Lace Monitor

Goanna is the umbrella name given to the group of large Australian lizards in the monitor family. Monitors are large lizards native to Australia, Africa and throughout Asia. They are known for their size, strong tails, sharp claws and long forked tongues which are used to taste the air around them. Perhaps the best known, and largest monitor lizard is the Komodo dragon. This species can reach lengths of up to 3 meters and weigh up to 90 kilograms and have quite a fearsome reputation. Here in Australia our monitor lizards don't quite reach the massive size of the Komodo dragon however some species can still grow to quite formidable sizes of up to 2 meters. The lace monitor also known, a species native to eastern Australia is the most common species that can be spotted around the Whitsundays both on the mainland and on the islands.

The lace monitor is the second largest monitor species in Australia after the perentie and when fully grown can reach lengths of 2 meters but are more commonly seen at lengths of 1-1.5 meters and sometimes weighing up to 14 kilograms. The most common colouring of this species is a dark grey to black base with cream/yellow spots or banding, they are also lighter in colour on the belly. The banding is more prominent in juveniles and fades and becomes less distinct as they age. Like all monitor species these guys also have very well developed and muscled legs. These strong legs mean that they are excellent runners which can reach high speeds over long distances. The ability to maintain high speeds over long distances can be attributed to specialised muscles in the goannas neck. These muscles allow the animals to actively pump air into their lungs while separate muscles work in the action of running preventing them from becoming “puffed out”. The large claws of all goanna species are also another notable feature. These claws are perfect for climbing and as a result the lace monitor will spend a large amount of its time in trees, earning it another name, the tree goanna.

Due to the amount of time they spend in trees the lace goanna finds a lot of its food high up in the treetops. They will catch unsuspecting birds and even raid the birds nests for eggs. They will also feed on insects, other reptiles, mammals and even carrion. They are also quite opportunistic feeders and if an easy meal presents itself they will take it. This means that they have no qualms about helping themselves into chicken coops, camp sites and houses. Those lizards which live in close proximity to humans and are at ease around them will even approach people with food in the hopes that they will get thrown a scrap or two.

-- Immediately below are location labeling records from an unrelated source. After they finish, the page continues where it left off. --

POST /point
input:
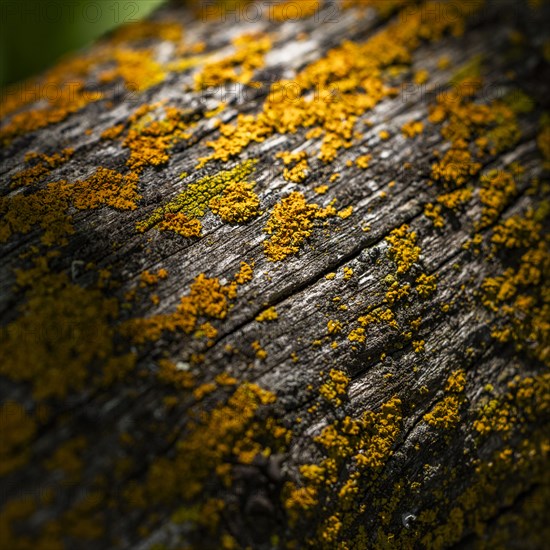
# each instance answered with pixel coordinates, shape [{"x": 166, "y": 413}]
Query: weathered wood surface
[{"x": 114, "y": 464}]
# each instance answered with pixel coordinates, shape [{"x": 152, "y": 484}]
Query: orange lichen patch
[
  {"x": 421, "y": 77},
  {"x": 355, "y": 449},
  {"x": 363, "y": 161},
  {"x": 107, "y": 187},
  {"x": 517, "y": 231},
  {"x": 419, "y": 346},
  {"x": 426, "y": 285},
  {"x": 497, "y": 188},
  {"x": 238, "y": 202},
  {"x": 446, "y": 413},
  {"x": 290, "y": 224},
  {"x": 237, "y": 67},
  {"x": 345, "y": 212},
  {"x": 71, "y": 338},
  {"x": 198, "y": 197},
  {"x": 181, "y": 224},
  {"x": 396, "y": 292},
  {"x": 543, "y": 140},
  {"x": 260, "y": 352},
  {"x": 433, "y": 212},
  {"x": 352, "y": 72},
  {"x": 455, "y": 199},
  {"x": 150, "y": 140},
  {"x": 335, "y": 387},
  {"x": 473, "y": 130},
  {"x": 377, "y": 316},
  {"x": 269, "y": 314},
  {"x": 334, "y": 327},
  {"x": 207, "y": 299},
  {"x": 214, "y": 442},
  {"x": 18, "y": 430},
  {"x": 113, "y": 133},
  {"x": 456, "y": 168},
  {"x": 245, "y": 273},
  {"x": 526, "y": 400},
  {"x": 403, "y": 250},
  {"x": 137, "y": 68},
  {"x": 49, "y": 207},
  {"x": 42, "y": 166},
  {"x": 519, "y": 296},
  {"x": 412, "y": 128},
  {"x": 46, "y": 207},
  {"x": 299, "y": 169},
  {"x": 291, "y": 10},
  {"x": 357, "y": 335}
]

Being reptiles the goannas are what is known as cold blooded, or ectothermic. This means that they are unable to produce their own body heat like mammals and instead must use their environment to regulate their body temperature. Due to this they are most active during the day when the sun is up. To warm their bodies after the cool night they will often sit out on a rock or tree branch in the sun to absorb as much heat as possible. Once they are sufficiently warmed up they are able to be much more active and will fo about their day foraging for food. They will also breed in the warmer summer months and become inactive during winter.

Breeding season can be quite an aggressive time for the goannas. Females will often be surrounded by up to six males. These males will fight each other while standing on their hind legs and grappling with each other, the winner earns the right to mate with the female. Female lace monitors will lay between 6-12 eggs in a nest which is quite often a hole in the ground filled with leaf litter and grass. After 8-10 weeks the eggs will hatch and the female will return to her nest to dig them out. Once they have left the nest there is no parental care and the baby lace monitors must fend for themselves.

The goannas in Australia are part of an ancient lineage and have a significant place in Australian indigenous history and culture. They have long been an important traditional food source and are a prominent feature in many Aboriginal dreamtime stories. These beautiful ancient lizards can be seen quite regularly on the many bush walks on the islands, they are even a common character seen around the picnic areas on south Whitehaven showing no fear of the humans who frequent the beach. However even though the goannas are at ease in our presence it is still important to give them their space and not approach them or attempt to feed them as they can become aggressive towards humans if they feel threatened and inflict nasty wounds with their sharp claws and feet.